Discussion Questions:

 

1. Milton uses the Lady and Sabrina because they represent chastity and they ultimately save themselves by the actions they’ve decided. Does Milton use this poem about chastity because he believes in female empowerment?

 

2. In this poem Milton reflects back on Greek and Roman literature to help create challenges, and to save it. In this poem Milton suggests the power of free will. In Greek and Roman literature the Gods and other mythological beings become involved and alter situations. That human don’t have “free will” because it was ordered by the Gods. Could it be suggested that the Lady had “free will” to evade temptations by Comus?

Comments (3)

ChelseaPepe said

at 8:05 pm on Feb 15, 2012

I've written some of 1 and 2 so far.
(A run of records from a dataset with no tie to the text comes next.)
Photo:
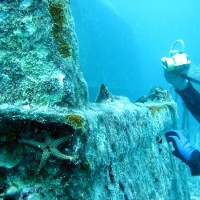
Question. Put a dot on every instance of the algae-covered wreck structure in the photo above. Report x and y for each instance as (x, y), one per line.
(54, 144)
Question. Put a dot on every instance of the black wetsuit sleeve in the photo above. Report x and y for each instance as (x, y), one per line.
(191, 98)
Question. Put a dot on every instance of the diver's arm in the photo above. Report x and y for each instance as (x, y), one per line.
(191, 98)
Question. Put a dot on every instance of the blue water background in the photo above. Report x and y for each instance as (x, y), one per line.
(121, 42)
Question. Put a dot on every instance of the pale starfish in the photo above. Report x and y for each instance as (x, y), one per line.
(49, 147)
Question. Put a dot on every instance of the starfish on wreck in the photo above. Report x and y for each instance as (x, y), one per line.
(49, 147)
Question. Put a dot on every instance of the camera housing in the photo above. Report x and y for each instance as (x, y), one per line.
(177, 62)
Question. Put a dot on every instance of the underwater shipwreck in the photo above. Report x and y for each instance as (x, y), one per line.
(54, 144)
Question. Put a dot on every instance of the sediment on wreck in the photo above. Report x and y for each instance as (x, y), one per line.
(53, 143)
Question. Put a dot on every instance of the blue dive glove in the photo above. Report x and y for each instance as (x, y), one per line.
(183, 149)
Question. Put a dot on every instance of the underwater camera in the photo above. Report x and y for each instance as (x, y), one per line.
(178, 60)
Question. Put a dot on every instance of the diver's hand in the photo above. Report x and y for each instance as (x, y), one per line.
(176, 80)
(182, 148)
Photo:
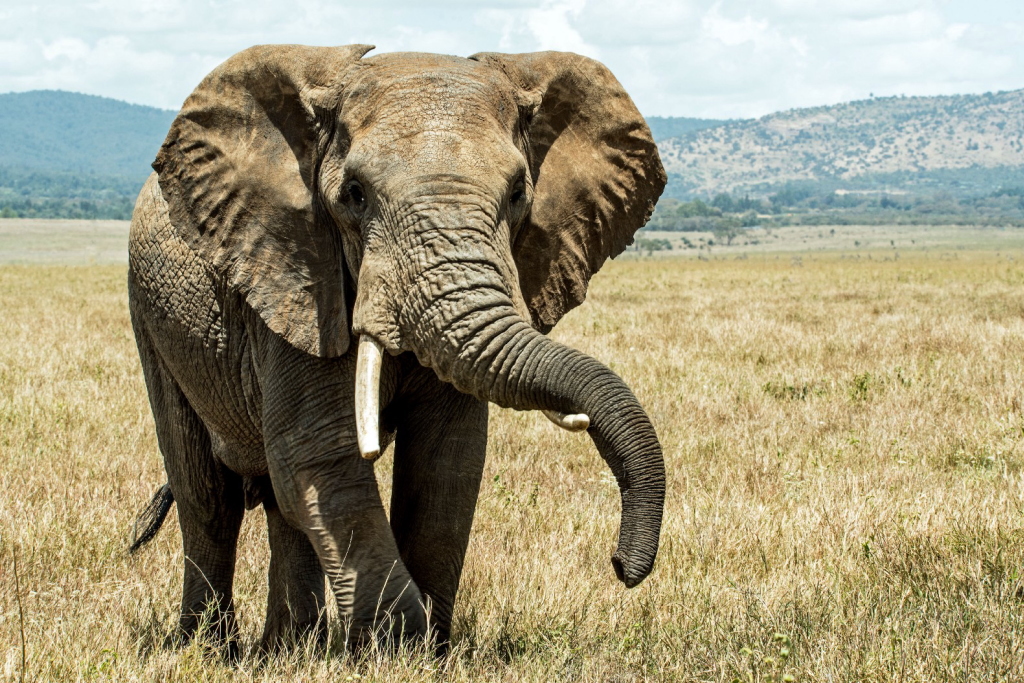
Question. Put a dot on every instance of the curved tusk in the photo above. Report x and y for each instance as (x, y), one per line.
(572, 423)
(368, 383)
Feel free to change whatever you like!

Eric Leonidas said

at 3:40 pm on Feb 16, 2012

I see you guys are busy working away, which is great. But honestly we're not going to get to this part of the masque today, even though the reading is due today. So, please continue to work on this up until Tuesday, and I'll look at it again then.

nicholas Wrobel said

at 3:51 pm on Feb 16, 2012

Ok, I added a little bit to this, change whatever you want.